Barry Ace's artwork has been exhibited at galleries such as the National Gallery of Canada, including Abadakone in 2019, the Ottawa Art Gallery, Karsh-Masson Gallery, the Art Gallery of Southwestern Manitoba, Winnipeg Art Gallery, the Royal Ontario Museum, and the Canadian Museum of History. Ace's work has been collected by the Canada Council Art Bank, Woodland Cultural Centre, the Royal Ontario Museum, the Ottawa Art Gallery, Indigenous Affairs and Northern Development Canada, the National Gallery of Canada, Nordamerika Native Museum, the City of Ottawa, and Global Affairs Canada.

Ace has curated several shows himself, including A Celebration: The Art of Canada's First Peoples (Rideau Hall, Ottawa, 1996–1997), Perpetual Bundle (Hull, 1996), and inter/SECTION (Hull, 1998). He served as Chief Curator for the Aboriginal Art Centre, Aboriginal Affairs and Northern Development Canada from 1994 to 2000. Ace organized numerous exhibitions, including Transitions: Contemporary Canadian Indian and Inuit Art (1997), which toured internationally.

== Selected works ==
- 2006 Reaction – footwear
- 2010 A Reparative Act – performance
- 2013 Healing Dance 1 – painting
- 2013 Urban Bustle – mixed media
- 2014 Nigik Makizinan – Otter Moccasins
- 2016 Bandolier for M'Chigeeng – mixed media
- 2016 Nayaano-nibiimaang Gichigamiin: The Five Great Lakes – mixed media
- 2017 Bandolier for Alain Brosseau – mixed media

== Awards ==
In 2015, Barry Ace won the K.M. Hunter Artist Award for visual arts. Ace won the Ontario Association of Art Galleries' Curatorial Writing Award in 2012 for his essay "A Reparative Act," which was written for Robert Houle's Paris/Ojibwa exhibition catalogue. He also won the Deputy Minister's Outstanding Achievement Award with his team in 1999 for the artist-in-residence and exhibition program that they launched at Aboriginal Affairs and Northern Development Canada.

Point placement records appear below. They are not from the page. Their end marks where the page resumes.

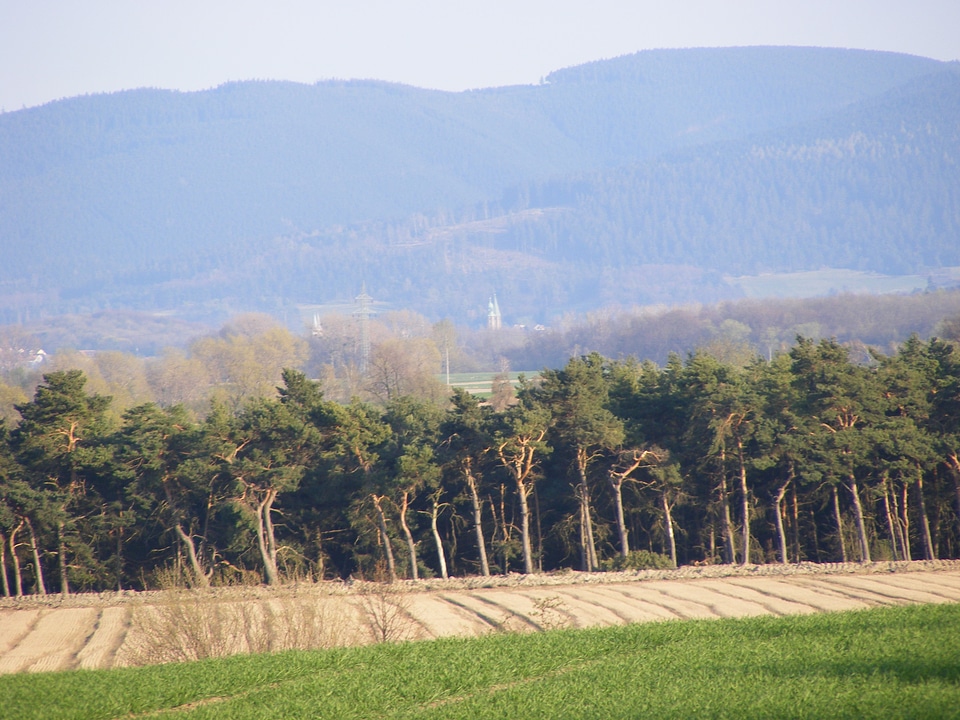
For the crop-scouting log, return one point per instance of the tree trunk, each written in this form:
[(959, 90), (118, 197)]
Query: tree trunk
[(729, 544), (955, 463), (839, 519), (796, 522), (586, 520), (778, 512), (265, 538), (744, 503), (928, 552), (894, 543), (15, 561), (477, 523), (199, 576), (385, 537), (536, 505), (905, 519), (411, 546), (861, 524), (3, 565), (523, 493), (435, 509), (621, 522), (62, 556), (668, 523)]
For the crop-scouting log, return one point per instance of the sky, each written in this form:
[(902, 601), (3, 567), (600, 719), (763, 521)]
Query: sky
[(52, 49)]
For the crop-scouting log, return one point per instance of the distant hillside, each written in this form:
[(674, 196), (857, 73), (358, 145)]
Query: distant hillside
[(640, 179)]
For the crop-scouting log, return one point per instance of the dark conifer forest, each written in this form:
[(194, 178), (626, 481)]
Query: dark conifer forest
[(809, 456)]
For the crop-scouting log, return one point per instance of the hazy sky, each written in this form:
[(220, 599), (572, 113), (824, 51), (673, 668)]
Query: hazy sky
[(51, 49)]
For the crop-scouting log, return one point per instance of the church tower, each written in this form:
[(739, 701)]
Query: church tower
[(493, 314)]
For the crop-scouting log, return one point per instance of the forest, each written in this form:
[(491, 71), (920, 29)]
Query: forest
[(808, 455)]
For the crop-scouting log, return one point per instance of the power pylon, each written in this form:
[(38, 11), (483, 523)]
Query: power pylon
[(363, 313)]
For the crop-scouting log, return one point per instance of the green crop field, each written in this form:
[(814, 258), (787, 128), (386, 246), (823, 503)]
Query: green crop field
[(892, 662)]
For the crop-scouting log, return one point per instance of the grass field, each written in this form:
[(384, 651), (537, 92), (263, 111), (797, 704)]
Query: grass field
[(892, 662), (481, 383)]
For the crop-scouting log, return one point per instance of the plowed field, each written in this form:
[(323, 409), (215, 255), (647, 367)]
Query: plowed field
[(116, 629)]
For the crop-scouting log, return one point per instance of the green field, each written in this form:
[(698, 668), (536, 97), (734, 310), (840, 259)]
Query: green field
[(481, 383), (892, 662)]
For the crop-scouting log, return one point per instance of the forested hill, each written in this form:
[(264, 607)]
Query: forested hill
[(262, 195)]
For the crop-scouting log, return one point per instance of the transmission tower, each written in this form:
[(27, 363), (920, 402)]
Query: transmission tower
[(363, 313)]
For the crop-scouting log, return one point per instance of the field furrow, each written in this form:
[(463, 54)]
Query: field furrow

== Organizations and groups ==
With Ryan Rice, Ron Noganosh, and Ahasiw Maskegon-Iskew in 2006, Barry Ace co-founded the non-profit Indigenous Curatorial Collective (formerly the Aboriginal Curatorial Collective). Connecting Indigenous curators and cultural producers across Canada, the ACC has played an important role in gathering a strong Indigenous arts community and supporting curatorial and writing projects that share the many voices that make up that community.

Barry Ace also co-founded the OO7 (Ottawa Ontario Seven) Collective, a group of Indigenous artists that includes Ariel Smith, Rosalie Favell, Frank Shebageget, Leo Yerxa, Michael Belmore, Ron Noganosh, and invited "special agents." The group provides an alternative and experimental space for Ottawa-based Indigenous artists at different stages in their careers, and supports them by providing opportunities for self-curation, public engagement, and critique.